Don Quijote, par son envergure et sa complexité, constitue une synthèse des techniques musicales et des préoccupations poétiques et esthétiques du compositeur. Cette œuvre tire parti de l’argument et du texte du roman de Cervantes pour y insérer des fragments et des allusions littéraires à d’autres époques de l’histoire espagnole, en vue d’ériger la figure de Don Quichotte et l’œuvre cervantine comme un symbole de portée temporelle et culturelle universelles.
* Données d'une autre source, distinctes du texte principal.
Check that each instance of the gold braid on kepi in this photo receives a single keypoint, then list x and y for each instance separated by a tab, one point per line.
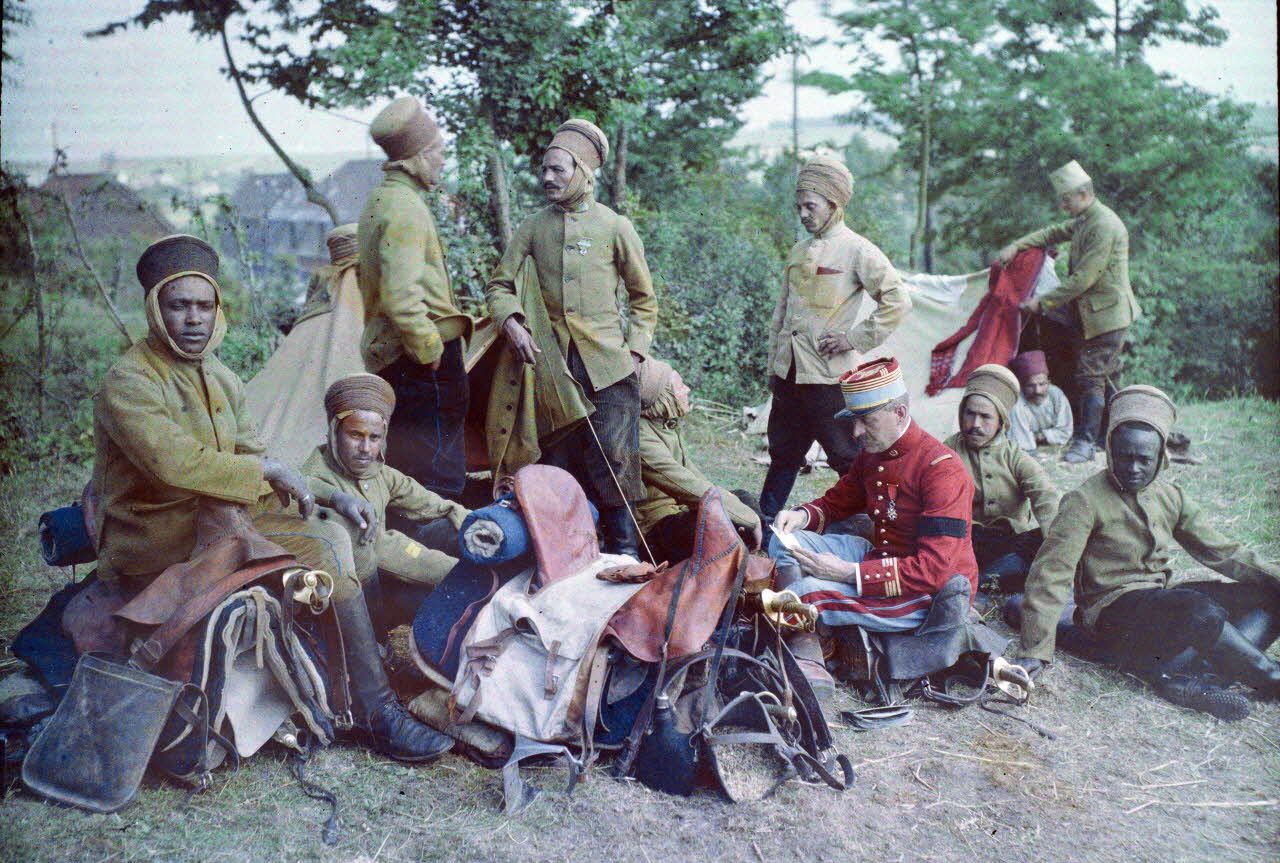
871	387
360	392
997	384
Depuis la création de Don Quijote, et jusqu’à sa dernière œuvre (Canciones, 2020-2021) aujourd’hui, Halffter continue à explorer quelques-unes des directions mentionnées ci-dessus : d’une part, la mise au jour de la tradition musicale et culturelle espagnole dans le contexte européen (Halfbéniz, 2000, sur la musique d’Isaac Albéniz ; Imágenes para orquesta, 2014, où s’établit un parallèle entre les personnalités créatives de Beethoven (trois citations de ses quatuors op. 18-1, op. 131 et 132, y sont intertextualisées) et de Goya (qui fournit les titres de ses deux mouvements) ; d’autre part, la réflexion sur l’évolution de la société contemporaine avec la nécessité d’une position éthique individuelle face à ses contradictions (Adagio en forma de rondó, 2002, Attendite, 2003, De ecos y sombras, 2008-2009, Ritual, 2009). Dans le même temps, Halffter a poursuivi son exploration de la scène, marquée par les formules néo-expressionnistes, avec deux autres opéras (Lázaro, 2004-2007, sur un livret de Juan Carlos Marset, et Schachnovelle, 2010-2012, sur le roman éponyme de Stefan Zweig). Il a également enrichi son vaste catalogue de quatuors à cordes avec cinq nouvelles compositions : Cuarteto de cuerda n. 7, ‘Espacio de silencio’ (2007), Cuarteto de cuerda n. 8, ‘Ausencias’ (2012), Cuarteto de cuerda n. 9, in memoriam Miguel de Cervantes (2016), Cuarteto de cuerda n. 10 (sobre dos imágenes poéticas de San Juan de la Cruz) (2018) et Cuarteto de cuerda n. 11 (2019). Dans le neuvième quatuor (et dans sa réécriture orchestrale sous le titre Contrastes, 2017), l’élément intertextuel est à nouveau présent — dans ce cas, deux citations du répertoire de la Renaissance espagnole (Cristóbal de Morales et Antonio de Cabezón) —, une pratique de plus en plus courante dans sa production, qui peut être considérée comme la caractéristique la plus représentative de son style tardif, comme en témoignent aussi d’autres œuvres intertextuelles récentes (Concierto para viola y orquesta, 2014, Collage para trio basso y orquesta, 2015, Cuatro piezas españolas, 2018).